Doch darum geht es bei Steinkes verbaler Entgleisung auch nicht. Es ist die Verdrehung historischer Tatsachen und Wahrheiten, die betroffen macht. Steinke macht einen Hitler-Attentäter zum Verräter, der seinen Mut mit dem Leben bezahlen musste. Und er bildet eine Dolchstoßlegende, um einen Helden zum Feigling und Feind des Volkes zu machen. Wenn man Steinkes Ansichten auf die aktuelle Merkel’sche Flüchtlingspolitik überträgt, dann dürfte es auch keinen Widerstand gegen die Kanzlerin geben. Denn Widerstand würde Deutschland – Steinke zufolge – noch tiefer ins Elend reißen. Widerstand verbietet sich also geradezu. Welch ein Irrglaube. Später Widerstand ist besser als gar kein Widerstand, kann der politisch-moralische Imperativ nur lauten.

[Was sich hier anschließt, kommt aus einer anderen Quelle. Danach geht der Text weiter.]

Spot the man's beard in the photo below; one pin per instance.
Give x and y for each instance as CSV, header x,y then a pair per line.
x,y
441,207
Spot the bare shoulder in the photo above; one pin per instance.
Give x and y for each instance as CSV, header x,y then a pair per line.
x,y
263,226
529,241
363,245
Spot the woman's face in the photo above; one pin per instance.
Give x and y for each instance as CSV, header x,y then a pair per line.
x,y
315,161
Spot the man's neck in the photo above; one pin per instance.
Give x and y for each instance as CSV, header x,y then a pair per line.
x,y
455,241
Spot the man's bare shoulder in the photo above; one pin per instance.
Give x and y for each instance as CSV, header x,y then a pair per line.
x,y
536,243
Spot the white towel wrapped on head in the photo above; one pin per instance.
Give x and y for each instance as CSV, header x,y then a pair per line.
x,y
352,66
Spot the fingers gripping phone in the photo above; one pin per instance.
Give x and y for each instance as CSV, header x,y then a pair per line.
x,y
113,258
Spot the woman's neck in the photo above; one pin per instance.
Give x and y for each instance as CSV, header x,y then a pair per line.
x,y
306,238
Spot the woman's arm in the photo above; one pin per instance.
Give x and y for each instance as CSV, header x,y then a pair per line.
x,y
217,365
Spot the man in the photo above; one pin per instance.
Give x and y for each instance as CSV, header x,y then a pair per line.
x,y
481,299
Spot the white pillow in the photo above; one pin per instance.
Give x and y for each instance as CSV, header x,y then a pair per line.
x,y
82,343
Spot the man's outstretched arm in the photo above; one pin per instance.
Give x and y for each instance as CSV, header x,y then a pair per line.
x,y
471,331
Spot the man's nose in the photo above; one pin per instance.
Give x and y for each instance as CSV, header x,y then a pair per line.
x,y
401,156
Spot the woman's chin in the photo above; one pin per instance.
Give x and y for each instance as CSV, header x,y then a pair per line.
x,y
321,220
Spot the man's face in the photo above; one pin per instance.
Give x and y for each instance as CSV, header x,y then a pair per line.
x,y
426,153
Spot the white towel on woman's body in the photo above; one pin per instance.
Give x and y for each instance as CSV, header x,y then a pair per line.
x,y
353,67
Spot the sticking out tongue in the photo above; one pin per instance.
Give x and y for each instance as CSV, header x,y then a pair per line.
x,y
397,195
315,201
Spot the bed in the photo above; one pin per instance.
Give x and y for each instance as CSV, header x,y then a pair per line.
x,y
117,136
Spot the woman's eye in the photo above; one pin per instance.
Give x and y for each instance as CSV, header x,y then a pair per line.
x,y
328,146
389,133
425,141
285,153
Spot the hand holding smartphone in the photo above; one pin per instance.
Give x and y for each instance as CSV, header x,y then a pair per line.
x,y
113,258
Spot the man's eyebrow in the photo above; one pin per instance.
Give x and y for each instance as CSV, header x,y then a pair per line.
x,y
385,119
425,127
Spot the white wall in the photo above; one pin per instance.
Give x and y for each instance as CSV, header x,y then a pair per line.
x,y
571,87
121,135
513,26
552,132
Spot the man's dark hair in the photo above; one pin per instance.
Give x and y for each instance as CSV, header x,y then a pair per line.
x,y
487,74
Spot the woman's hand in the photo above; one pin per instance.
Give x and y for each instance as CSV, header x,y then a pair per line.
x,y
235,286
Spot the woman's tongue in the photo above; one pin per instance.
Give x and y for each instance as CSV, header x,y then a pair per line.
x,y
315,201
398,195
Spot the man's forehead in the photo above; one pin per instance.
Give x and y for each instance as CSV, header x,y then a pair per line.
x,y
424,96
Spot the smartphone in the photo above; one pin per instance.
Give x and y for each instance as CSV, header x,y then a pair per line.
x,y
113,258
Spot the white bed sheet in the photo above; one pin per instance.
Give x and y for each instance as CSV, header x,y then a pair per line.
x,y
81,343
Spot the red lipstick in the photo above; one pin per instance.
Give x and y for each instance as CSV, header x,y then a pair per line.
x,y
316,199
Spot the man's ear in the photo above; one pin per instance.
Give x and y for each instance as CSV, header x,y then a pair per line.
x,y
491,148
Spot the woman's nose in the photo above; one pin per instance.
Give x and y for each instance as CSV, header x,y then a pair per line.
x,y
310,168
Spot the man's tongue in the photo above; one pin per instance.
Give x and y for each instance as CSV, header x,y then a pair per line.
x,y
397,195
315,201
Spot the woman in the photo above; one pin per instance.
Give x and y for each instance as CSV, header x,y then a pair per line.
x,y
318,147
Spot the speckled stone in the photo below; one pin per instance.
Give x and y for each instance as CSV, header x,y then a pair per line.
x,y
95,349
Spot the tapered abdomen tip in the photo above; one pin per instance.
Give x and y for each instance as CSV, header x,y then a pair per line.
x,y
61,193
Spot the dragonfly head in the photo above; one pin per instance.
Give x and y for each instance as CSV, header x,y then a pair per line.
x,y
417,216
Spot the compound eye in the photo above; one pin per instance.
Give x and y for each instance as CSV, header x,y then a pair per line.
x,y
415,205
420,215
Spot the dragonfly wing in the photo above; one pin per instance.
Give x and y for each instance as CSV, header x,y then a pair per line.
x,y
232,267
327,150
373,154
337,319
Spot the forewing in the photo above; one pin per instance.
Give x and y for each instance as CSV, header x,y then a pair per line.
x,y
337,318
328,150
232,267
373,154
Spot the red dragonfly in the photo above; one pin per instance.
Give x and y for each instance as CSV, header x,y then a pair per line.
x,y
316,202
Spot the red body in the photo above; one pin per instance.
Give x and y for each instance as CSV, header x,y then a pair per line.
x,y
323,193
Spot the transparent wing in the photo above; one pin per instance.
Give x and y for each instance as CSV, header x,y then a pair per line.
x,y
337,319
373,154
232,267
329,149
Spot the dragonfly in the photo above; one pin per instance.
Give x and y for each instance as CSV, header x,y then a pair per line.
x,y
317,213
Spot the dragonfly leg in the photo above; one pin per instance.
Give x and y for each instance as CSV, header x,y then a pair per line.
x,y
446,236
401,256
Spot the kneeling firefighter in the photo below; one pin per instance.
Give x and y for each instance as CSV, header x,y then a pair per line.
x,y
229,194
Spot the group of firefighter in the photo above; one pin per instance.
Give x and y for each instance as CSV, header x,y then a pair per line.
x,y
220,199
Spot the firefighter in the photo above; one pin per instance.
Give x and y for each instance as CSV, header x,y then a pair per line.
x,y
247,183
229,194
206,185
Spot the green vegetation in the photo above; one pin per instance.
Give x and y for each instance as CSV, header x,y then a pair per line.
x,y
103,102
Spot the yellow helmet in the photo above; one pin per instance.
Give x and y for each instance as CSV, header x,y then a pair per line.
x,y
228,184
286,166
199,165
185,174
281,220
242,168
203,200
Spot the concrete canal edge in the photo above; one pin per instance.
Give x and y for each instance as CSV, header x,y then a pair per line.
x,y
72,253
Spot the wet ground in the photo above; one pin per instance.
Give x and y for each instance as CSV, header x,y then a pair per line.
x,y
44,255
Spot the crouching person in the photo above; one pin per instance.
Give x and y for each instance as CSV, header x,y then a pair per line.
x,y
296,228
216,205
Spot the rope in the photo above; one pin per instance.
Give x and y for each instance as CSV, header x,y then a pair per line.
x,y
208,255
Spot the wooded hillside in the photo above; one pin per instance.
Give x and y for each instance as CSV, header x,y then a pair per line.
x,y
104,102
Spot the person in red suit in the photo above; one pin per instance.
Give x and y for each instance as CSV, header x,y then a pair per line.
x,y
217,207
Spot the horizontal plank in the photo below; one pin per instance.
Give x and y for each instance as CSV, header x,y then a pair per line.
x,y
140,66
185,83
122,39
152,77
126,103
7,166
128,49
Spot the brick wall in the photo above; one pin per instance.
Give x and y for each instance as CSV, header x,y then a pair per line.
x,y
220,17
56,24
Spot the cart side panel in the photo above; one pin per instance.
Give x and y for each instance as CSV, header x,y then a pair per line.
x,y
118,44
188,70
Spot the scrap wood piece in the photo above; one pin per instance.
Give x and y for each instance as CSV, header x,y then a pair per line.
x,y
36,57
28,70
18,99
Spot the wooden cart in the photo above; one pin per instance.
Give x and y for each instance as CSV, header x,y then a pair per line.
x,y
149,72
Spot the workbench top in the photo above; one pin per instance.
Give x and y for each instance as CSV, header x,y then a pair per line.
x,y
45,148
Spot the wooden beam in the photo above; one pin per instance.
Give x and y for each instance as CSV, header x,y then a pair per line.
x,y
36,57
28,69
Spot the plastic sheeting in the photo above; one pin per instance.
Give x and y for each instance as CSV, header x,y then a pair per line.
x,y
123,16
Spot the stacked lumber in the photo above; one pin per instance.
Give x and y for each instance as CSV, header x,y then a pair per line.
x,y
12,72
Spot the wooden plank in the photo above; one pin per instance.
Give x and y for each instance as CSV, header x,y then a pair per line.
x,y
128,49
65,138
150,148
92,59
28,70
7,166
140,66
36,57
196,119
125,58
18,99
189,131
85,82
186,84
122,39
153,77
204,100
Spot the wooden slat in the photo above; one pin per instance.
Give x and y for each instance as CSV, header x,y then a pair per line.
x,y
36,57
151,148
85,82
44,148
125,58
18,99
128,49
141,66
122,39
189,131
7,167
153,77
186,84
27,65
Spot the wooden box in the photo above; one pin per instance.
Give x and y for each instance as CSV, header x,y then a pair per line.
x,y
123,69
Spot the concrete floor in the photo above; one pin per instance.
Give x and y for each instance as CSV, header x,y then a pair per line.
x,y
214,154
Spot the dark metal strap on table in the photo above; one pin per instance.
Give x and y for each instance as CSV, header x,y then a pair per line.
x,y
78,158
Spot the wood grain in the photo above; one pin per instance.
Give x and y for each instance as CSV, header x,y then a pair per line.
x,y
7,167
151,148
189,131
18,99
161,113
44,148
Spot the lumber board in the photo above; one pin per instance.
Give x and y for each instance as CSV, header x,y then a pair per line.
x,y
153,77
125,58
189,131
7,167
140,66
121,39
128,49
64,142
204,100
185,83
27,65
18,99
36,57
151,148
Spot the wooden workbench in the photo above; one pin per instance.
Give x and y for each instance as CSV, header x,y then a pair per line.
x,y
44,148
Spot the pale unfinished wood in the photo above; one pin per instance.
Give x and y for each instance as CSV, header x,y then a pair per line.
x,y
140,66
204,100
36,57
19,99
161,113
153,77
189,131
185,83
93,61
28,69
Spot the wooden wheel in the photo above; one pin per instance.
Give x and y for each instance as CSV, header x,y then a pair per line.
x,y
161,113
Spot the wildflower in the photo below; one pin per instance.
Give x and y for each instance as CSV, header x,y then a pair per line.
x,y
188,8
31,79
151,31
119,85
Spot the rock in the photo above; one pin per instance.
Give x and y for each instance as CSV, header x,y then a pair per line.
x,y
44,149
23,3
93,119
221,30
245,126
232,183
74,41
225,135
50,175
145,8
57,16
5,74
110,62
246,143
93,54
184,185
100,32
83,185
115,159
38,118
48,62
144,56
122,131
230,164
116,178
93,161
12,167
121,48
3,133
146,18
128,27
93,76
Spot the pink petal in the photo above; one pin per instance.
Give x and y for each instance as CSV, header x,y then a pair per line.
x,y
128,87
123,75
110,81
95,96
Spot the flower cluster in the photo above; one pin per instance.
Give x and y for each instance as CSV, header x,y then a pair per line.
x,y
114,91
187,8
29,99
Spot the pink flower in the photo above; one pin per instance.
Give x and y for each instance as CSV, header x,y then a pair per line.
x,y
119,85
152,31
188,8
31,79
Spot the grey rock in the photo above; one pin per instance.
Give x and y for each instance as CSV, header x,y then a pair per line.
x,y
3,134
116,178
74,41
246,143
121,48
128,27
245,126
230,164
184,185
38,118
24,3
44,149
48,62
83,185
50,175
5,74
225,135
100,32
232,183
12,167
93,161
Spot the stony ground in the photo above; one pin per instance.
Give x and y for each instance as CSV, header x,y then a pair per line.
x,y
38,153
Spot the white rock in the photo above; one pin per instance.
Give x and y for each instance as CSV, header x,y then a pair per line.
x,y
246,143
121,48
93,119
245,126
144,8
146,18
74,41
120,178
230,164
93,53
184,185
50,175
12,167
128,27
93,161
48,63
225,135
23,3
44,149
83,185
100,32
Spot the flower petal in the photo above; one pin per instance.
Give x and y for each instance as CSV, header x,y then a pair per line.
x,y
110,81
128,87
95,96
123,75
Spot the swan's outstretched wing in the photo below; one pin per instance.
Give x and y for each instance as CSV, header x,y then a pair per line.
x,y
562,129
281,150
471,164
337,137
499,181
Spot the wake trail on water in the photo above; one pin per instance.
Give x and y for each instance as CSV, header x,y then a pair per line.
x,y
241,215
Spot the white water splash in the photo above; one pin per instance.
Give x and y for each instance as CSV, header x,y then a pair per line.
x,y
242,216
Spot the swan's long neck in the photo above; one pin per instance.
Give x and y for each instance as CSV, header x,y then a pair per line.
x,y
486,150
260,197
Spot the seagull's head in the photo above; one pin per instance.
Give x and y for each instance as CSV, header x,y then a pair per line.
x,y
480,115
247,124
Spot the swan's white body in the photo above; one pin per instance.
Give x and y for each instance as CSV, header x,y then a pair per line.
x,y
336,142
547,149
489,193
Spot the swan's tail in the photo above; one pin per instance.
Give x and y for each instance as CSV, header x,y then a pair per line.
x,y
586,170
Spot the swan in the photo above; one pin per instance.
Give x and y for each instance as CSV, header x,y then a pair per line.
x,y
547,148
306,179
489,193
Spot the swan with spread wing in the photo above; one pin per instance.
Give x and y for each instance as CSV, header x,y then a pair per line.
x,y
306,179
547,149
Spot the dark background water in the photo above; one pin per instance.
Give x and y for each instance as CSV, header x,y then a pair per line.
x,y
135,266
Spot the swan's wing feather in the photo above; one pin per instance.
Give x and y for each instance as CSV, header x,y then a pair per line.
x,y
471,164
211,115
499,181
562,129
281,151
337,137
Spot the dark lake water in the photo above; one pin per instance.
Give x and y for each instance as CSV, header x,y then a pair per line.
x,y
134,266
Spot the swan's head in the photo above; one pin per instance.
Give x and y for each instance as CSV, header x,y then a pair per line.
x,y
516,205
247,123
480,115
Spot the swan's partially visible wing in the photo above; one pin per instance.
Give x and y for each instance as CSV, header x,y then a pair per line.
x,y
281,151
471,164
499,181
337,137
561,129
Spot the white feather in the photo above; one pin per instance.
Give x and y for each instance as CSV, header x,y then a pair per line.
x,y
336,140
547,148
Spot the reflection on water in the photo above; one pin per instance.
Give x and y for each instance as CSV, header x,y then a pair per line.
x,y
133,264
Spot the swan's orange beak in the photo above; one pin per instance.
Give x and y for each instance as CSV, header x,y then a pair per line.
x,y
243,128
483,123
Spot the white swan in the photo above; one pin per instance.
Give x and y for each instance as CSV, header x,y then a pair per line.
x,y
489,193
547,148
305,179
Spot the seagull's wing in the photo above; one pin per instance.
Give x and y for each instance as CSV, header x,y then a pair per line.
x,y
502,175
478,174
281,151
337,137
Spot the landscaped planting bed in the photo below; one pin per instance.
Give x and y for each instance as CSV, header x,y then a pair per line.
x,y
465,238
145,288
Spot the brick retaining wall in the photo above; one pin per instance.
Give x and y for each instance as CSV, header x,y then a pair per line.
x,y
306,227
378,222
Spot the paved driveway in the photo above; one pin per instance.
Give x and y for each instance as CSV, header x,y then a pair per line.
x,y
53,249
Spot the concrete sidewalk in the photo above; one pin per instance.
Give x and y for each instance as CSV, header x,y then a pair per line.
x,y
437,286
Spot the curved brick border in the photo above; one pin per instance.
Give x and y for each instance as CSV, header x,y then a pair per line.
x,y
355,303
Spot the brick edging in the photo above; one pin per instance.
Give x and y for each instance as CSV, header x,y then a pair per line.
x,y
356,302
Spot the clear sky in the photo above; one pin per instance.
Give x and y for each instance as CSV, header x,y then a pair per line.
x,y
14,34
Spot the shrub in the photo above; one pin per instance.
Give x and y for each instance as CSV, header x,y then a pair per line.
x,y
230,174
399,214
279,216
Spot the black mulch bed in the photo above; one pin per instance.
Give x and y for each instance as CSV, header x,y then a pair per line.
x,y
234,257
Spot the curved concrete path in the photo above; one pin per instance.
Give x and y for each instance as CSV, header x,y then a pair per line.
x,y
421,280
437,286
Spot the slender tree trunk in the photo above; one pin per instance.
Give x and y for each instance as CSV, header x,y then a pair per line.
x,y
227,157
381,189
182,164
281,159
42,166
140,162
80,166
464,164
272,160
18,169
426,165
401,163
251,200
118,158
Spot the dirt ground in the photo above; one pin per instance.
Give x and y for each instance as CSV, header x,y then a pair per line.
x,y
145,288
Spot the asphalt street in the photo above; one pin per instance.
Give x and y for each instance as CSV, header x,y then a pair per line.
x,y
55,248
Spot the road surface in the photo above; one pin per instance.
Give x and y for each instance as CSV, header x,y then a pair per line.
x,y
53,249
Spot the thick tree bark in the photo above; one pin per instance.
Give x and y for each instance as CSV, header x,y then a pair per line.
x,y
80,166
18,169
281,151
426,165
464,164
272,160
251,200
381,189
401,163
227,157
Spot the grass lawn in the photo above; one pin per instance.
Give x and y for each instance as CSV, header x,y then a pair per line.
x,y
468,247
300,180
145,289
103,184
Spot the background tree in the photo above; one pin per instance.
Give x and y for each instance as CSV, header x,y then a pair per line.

Screenshot des Facebook-Posts von Lars Steinke über Graf Stauffenberg.

Eine Reihe AfD-Landtagsabgeordneter hat denn auch postwendend scharfe Kritik an Steinkes Äußerungen geübt. Der AfD-Landesvorstand Niedersachsen mit Dana Guth an der Spitze hat sich distanziert. Auf WELT-Anfrage teilte der Vorstand mit, man habe „mit größtem Befremden die Facebook-Veröffentlichung des Herrn Lars Steinke zur Kenntnis genommen“.

Weiter heißt es, dass „diese Meinung in all ihrer Absurdität weder die Meinung des Landesvorstandes widerspiegelt, noch die der AfD insgesamt“. Stauffenberg, so der Landesvorstand, repräsentiere mit anderen Mitgliedern des Widerstands „die richtige Seite der deutschen Geschichte“. Der Hitler-Attentäter sei „kein Feigling und kein Verräter“ gewesen.

Da die Meinung des niedersächsischen AfD-Jugend-Chefs auch über die Landesgrenzen Wirkung entfaltet, ist unverzichtbar, dass sich AfD-Bundesverantwortliche zur Causa Steinke unmissverständlich äußern. Nur unverzügliches Handeln und hartes Durchgreifen kann größeren Schaden abwenden.